Encaustic has reached critical mass. Many artists are working in the medium and showing their work. There are encaustic shows, encaustic groups, encaustic forums. These are all good things. But where does the medium end and the ghetto begin?
When I wrote my book in 2000 and had it published in 2001, I thought that within five years—which would be right about now—encaustic would cease being a novelty and find its way into the mainstream of artistic expression. That hasn't happened yet, but it will.
But here's what concerns me: Some artists who work in the medium have been defining themselves by the medium. Not, "I am a figurative painter," or "I work in geometric abstraction," or even, "I’m an abstract painter who works primarily in wax." No. Typically I hear, "I paint in encaustic." I love encaustic. But what kind of art do you make?
Is Jasper Johns an "encaustic artist?" Or is he an artist—a painter and printmaker? Does he make "encaustic art?" Or does he make paintings, some of which are executed in the medium of encaustic?
Is a painter who works in oil an "oil artist?" Is a painter who works in acrylic a "polymer artist?" (Imagine calling Agnes Martin a "graphite and acrylic artist," or Richard Serra a "steel artist.")
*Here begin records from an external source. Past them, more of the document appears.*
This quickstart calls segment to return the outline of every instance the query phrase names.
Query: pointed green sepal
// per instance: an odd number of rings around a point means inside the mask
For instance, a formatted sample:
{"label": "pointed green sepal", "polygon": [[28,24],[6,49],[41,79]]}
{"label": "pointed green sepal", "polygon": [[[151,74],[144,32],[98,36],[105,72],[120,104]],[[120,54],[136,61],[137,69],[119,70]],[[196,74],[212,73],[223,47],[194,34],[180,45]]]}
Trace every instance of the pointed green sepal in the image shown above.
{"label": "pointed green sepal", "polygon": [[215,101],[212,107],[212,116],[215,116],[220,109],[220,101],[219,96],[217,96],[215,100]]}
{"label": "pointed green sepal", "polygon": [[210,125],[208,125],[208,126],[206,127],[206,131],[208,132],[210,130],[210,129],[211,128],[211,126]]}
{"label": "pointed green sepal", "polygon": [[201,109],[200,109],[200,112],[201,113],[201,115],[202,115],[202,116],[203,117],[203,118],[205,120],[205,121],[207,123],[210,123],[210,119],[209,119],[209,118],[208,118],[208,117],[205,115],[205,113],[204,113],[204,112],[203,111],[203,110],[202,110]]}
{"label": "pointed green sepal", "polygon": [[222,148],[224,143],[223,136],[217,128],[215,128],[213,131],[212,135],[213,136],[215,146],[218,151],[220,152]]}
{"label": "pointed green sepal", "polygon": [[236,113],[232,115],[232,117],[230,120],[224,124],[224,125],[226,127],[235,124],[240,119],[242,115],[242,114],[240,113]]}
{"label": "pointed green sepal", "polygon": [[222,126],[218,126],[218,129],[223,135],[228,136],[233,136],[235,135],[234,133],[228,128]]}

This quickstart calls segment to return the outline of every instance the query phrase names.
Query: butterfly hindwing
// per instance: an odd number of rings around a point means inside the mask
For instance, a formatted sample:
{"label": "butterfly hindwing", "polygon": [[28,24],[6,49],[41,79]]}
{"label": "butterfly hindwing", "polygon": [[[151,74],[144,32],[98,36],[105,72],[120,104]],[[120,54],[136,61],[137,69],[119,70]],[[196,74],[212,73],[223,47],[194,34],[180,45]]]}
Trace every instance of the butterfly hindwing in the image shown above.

Maybe I’m being too touchy about this because I just got listed on an artist’s website as an "encaustic blogger." I love the way the web lets us link to one another, and I’m pleased that this artist thought enough of my blog to cite it. But….I type my blog on a computer with word-processing software. My comments appear on a cyber screen. There is no wax involved in the process. And I don’t always write about encaustic.
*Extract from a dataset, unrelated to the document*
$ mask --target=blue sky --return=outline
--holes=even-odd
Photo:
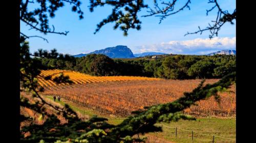
[[[56,31],[69,31],[67,36],[51,34],[45,35],[35,31],[29,30],[29,27],[20,22],[21,32],[28,36],[42,36],[49,42],[48,43],[39,38],[30,38],[28,41],[31,52],[39,48],[49,50],[56,48],[60,53],[75,54],[120,45],[127,46],[134,53],[155,51],[201,54],[221,49],[236,49],[235,21],[233,25],[225,23],[219,32],[219,37],[211,40],[209,40],[208,32],[202,35],[184,36],[187,32],[198,30],[198,26],[201,28],[206,27],[215,19],[216,10],[206,16],[206,10],[213,6],[208,4],[207,0],[191,1],[190,10],[186,9],[171,15],[161,24],[159,24],[158,17],[140,17],[142,22],[141,30],[129,30],[127,37],[124,37],[122,31],[119,29],[114,30],[114,23],[104,26],[98,33],[94,34],[97,24],[111,13],[111,8],[98,7],[91,13],[88,7],[89,1],[81,1],[84,19],[79,20],[78,15],[71,12],[71,5],[66,4],[56,12],[54,18],[50,19],[49,23],[54,25]],[[223,10],[231,13],[236,8],[234,0],[219,1]],[[180,1],[179,4],[185,2],[186,1]],[[31,9],[34,8],[33,6],[29,7]],[[146,14],[146,10],[142,10],[139,15]]]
Let me be clear: I love encaustic. I love encaustic. I’ve been working with it for 16 years. I participate in, and go to see, "encaustic shows"—they’re a great way to see the wonderful variety of artistic expression in pigmented wax. (Though I make a point of participating in thematic shows as well.) And I admire and respect the work of many, many, many artists who work in encaustic. I just think we need to think hard about how we define ourselves and our work.
Actually, let me be clearer. You should feel free to call yourself whatever you want. But I am not an "encaustic artist." I’m a painter. Who works with wax.